Nothing was stopping Regeneron from charging as much it wanted for Dupixent, but for the next few months they worked closely with the ICER team. Their CEO, Leonard Schleifer, personally slashed red tape to get ICER some finer grade data. In fact, in the past year Schleifer has become a surprising critic of his own industry. “It’s ridiculous. I hate us also when I see all this stuff,” he told an audience of his peers at a health summit in December. His competitors have been raising prices instead of making innovative drugs, he says. “The attitude can’t be that this is an impossibly hard business, so any price is a fair price.”

Regeneron said it wanted to hit the lower end of ICER’s QALY rating—to come in at the “high value” end of the scoring—and wanted to be able to tell pharmacy benefits managers this during negotiations. In late March, the company announced that Dupixent would carry a $37,000 list price, right in the middle of ICER’s affordability rating. But with some negotiated rebates, it’d come in at around $31,000—right at the golden end of ICER’s scale. “Pretty damned responsible,” in Shleifer’s words.

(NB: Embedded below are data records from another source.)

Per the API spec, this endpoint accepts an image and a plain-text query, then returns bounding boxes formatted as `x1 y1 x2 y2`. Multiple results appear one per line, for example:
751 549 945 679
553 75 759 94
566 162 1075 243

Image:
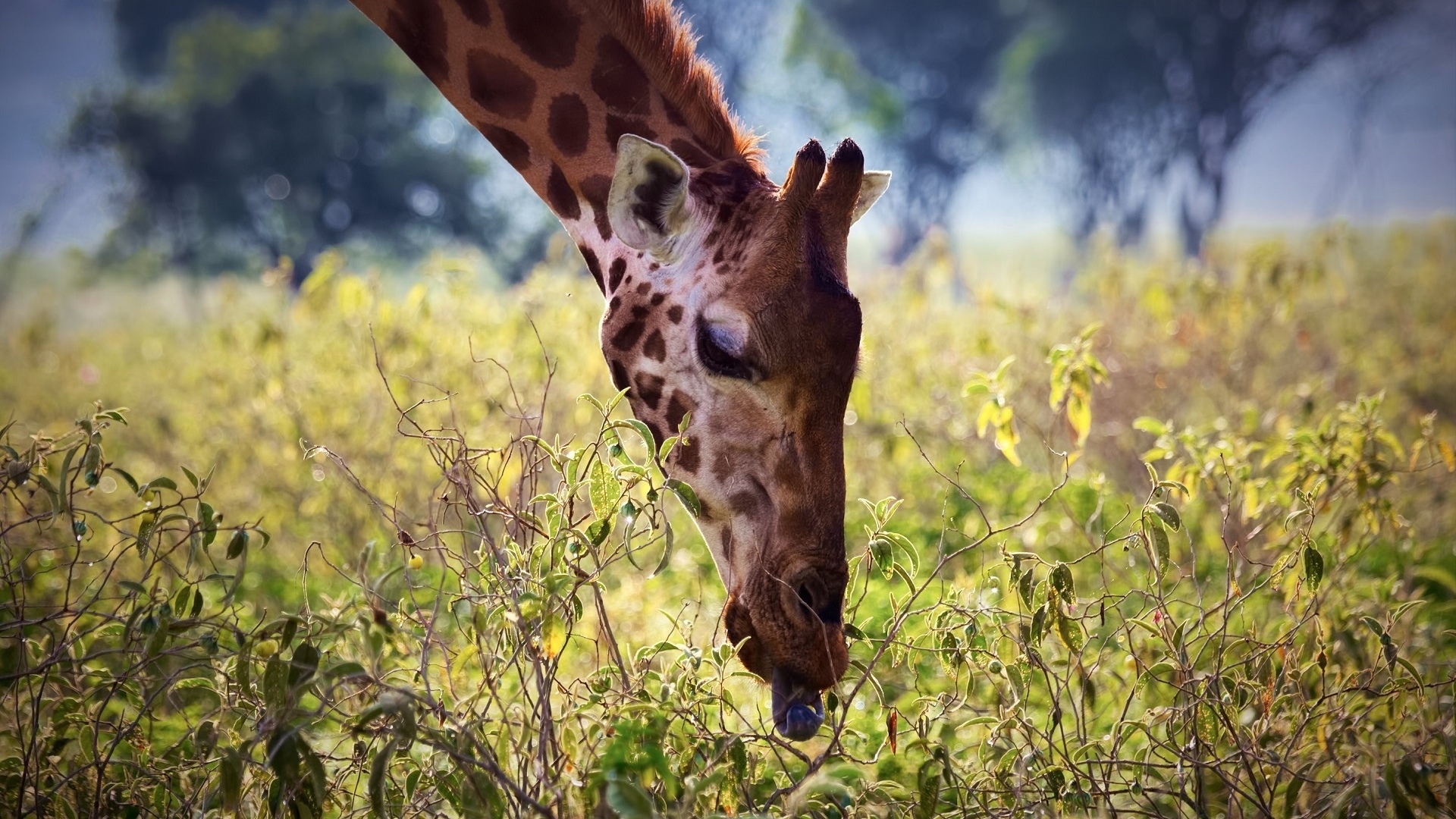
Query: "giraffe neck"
354 0 761 294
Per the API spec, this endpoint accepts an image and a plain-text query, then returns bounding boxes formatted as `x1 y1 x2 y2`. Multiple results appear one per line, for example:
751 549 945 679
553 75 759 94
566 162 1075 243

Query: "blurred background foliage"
0 0 1445 284
0 221 1456 817
0 0 1456 819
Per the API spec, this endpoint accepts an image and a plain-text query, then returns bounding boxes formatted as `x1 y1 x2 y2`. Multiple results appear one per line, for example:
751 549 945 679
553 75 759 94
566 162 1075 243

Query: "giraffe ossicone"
354 0 890 740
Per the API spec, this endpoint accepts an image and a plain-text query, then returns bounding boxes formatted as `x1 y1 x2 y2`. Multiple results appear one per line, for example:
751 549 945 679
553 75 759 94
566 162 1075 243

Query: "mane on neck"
587 0 763 174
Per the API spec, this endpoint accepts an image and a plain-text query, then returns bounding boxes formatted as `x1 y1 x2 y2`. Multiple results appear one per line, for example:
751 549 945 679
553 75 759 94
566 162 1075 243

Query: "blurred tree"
788 0 1019 261
677 0 783 108
112 0 290 79
999 0 1410 255
70 0 524 286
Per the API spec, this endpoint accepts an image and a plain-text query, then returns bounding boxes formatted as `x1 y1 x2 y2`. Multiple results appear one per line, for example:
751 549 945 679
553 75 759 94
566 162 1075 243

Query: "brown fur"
600 0 763 172
354 0 864 726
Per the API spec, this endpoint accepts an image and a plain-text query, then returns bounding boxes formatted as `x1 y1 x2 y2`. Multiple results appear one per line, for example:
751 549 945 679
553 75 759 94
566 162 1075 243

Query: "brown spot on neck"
592 35 652 114
476 124 532 171
500 0 581 68
456 0 491 27
632 373 667 410
607 114 657 153
642 329 667 362
546 163 581 220
546 93 592 156
576 245 607 296
466 48 536 120
581 174 611 242
383 3 450 84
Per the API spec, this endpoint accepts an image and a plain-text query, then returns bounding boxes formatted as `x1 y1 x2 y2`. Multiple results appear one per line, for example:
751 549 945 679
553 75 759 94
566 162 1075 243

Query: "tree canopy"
70 3 524 284
789 0 1412 253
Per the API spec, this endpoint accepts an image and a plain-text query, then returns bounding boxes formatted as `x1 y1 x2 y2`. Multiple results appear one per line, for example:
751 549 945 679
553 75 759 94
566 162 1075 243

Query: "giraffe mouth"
770 667 824 742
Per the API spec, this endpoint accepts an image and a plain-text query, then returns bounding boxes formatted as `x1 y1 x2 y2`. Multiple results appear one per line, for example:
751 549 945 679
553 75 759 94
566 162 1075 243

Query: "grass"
0 223 1456 816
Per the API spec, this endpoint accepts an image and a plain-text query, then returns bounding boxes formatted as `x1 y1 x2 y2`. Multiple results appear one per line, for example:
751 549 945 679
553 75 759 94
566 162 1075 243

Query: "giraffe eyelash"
698 322 755 381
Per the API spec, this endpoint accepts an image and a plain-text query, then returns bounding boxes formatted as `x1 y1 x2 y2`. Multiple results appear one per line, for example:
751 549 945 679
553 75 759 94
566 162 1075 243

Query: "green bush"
0 226 1456 817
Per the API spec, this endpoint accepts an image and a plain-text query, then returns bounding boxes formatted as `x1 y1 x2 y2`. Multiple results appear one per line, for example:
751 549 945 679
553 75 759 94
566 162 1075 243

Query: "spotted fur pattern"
355 0 864 708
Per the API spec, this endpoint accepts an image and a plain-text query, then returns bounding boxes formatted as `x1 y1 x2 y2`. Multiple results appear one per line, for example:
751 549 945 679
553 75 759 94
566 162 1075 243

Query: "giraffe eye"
698 322 753 381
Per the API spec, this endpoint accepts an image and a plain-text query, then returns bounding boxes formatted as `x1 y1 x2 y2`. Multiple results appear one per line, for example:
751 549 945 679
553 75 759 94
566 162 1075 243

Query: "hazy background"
0 0 1456 275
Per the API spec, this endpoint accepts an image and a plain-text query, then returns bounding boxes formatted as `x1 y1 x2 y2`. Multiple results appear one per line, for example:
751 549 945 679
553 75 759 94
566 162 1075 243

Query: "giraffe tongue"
772 669 824 742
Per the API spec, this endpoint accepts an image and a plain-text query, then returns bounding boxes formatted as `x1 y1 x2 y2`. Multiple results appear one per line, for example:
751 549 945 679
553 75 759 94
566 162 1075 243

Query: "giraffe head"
588 134 890 739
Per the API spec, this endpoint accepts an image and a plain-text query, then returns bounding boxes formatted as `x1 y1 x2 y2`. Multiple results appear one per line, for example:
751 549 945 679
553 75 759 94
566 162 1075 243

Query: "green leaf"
1133 661 1174 697
264 654 288 711
288 642 318 688
1051 561 1078 604
106 466 141 497
541 612 566 661
648 520 673 577
323 661 369 679
228 529 247 560
1147 520 1172 577
1147 500 1182 532
1016 568 1035 606
1304 545 1325 588
1057 613 1086 654
592 457 622 520
663 478 703 517
609 419 657 452
607 778 657 819
587 520 611 547
217 748 243 813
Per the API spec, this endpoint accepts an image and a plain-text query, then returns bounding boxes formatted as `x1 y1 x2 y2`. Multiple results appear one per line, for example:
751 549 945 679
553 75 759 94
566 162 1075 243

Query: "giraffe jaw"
770 669 824 742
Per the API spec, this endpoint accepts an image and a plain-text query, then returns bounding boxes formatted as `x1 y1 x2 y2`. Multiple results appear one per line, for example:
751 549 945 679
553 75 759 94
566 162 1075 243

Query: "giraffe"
353 0 890 740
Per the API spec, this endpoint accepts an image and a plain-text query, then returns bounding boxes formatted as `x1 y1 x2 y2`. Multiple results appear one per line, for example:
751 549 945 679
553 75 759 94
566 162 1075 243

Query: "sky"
0 0 1456 249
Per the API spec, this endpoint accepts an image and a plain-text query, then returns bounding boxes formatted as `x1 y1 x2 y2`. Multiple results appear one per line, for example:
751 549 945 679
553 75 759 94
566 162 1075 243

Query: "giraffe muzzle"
770 669 824 742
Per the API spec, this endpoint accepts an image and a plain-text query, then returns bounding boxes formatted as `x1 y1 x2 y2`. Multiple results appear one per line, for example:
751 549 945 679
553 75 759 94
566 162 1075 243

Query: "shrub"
0 224 1456 817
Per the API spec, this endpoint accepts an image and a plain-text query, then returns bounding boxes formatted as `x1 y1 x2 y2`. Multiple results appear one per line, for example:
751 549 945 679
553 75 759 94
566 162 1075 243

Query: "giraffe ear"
849 171 890 224
607 134 689 256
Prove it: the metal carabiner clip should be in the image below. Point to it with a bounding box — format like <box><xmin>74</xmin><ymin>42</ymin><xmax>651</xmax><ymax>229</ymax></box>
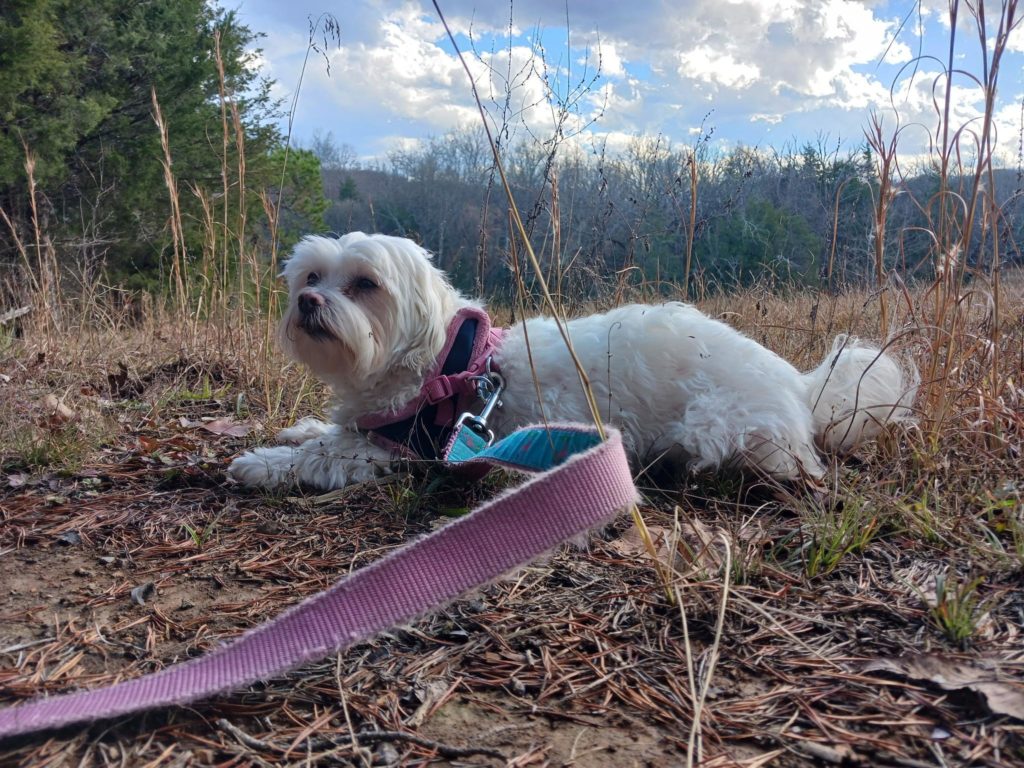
<box><xmin>455</xmin><ymin>370</ymin><xmax>505</xmax><ymax>445</ymax></box>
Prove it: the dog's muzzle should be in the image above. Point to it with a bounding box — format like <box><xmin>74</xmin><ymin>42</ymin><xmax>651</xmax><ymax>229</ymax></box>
<box><xmin>296</xmin><ymin>291</ymin><xmax>335</xmax><ymax>341</ymax></box>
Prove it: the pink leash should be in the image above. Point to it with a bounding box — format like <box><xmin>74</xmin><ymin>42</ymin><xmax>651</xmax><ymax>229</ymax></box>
<box><xmin>0</xmin><ymin>425</ymin><xmax>637</xmax><ymax>738</ymax></box>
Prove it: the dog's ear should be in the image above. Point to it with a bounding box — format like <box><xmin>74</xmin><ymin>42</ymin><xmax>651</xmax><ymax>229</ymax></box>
<box><xmin>401</xmin><ymin>241</ymin><xmax>455</xmax><ymax>371</ymax></box>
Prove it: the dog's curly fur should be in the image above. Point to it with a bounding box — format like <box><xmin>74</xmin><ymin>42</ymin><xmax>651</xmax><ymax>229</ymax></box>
<box><xmin>229</xmin><ymin>232</ymin><xmax>916</xmax><ymax>488</ymax></box>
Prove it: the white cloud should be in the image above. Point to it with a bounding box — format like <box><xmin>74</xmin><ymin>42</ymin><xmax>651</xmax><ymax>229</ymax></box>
<box><xmin>235</xmin><ymin>0</ymin><xmax>1024</xmax><ymax>162</ymax></box>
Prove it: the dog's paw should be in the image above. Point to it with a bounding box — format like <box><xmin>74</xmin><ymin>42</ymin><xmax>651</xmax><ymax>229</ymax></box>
<box><xmin>278</xmin><ymin>416</ymin><xmax>335</xmax><ymax>445</ymax></box>
<box><xmin>227</xmin><ymin>446</ymin><xmax>295</xmax><ymax>488</ymax></box>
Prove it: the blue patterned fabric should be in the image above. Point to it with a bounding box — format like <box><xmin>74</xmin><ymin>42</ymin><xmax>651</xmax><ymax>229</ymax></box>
<box><xmin>445</xmin><ymin>425</ymin><xmax>601</xmax><ymax>472</ymax></box>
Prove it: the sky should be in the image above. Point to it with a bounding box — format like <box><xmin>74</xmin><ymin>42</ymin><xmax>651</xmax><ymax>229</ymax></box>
<box><xmin>230</xmin><ymin>0</ymin><xmax>1024</xmax><ymax>167</ymax></box>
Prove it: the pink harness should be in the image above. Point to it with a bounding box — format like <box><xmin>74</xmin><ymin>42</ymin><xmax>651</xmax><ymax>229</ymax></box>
<box><xmin>355</xmin><ymin>307</ymin><xmax>505</xmax><ymax>459</ymax></box>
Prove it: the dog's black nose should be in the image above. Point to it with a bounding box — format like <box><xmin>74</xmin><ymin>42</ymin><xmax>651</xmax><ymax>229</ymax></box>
<box><xmin>299</xmin><ymin>291</ymin><xmax>324</xmax><ymax>314</ymax></box>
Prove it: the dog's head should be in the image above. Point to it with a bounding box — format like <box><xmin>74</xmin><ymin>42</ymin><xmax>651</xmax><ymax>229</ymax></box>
<box><xmin>281</xmin><ymin>232</ymin><xmax>461</xmax><ymax>391</ymax></box>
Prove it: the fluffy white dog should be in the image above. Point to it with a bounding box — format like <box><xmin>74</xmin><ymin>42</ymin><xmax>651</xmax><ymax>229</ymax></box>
<box><xmin>229</xmin><ymin>232</ymin><xmax>916</xmax><ymax>489</ymax></box>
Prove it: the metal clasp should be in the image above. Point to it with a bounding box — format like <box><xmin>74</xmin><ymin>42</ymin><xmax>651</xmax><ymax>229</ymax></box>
<box><xmin>455</xmin><ymin>368</ymin><xmax>505</xmax><ymax>445</ymax></box>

Regeneron got glowing press for its fair pricing. Insurers and payers were content, and “we were pinching our cheeks,” Pearson says. (Regeneron’s shareholders were less thrilled.) “I was hoping we might get to this point five years from now,” Pearson says—the point when drug companies decide that coming to market with a “fair price” can benefit them and patients.

Of course, the Dupixent example could be a fluke. It’s just one drug and one company. Still, it suggests that ICER’s band of data geeks are onto something. Pharma’s price-gouging has sent its reputation into the gutter, and the cries for punishing regulations are getting louder. A little information symmetry may be just what the industry needs to save itself.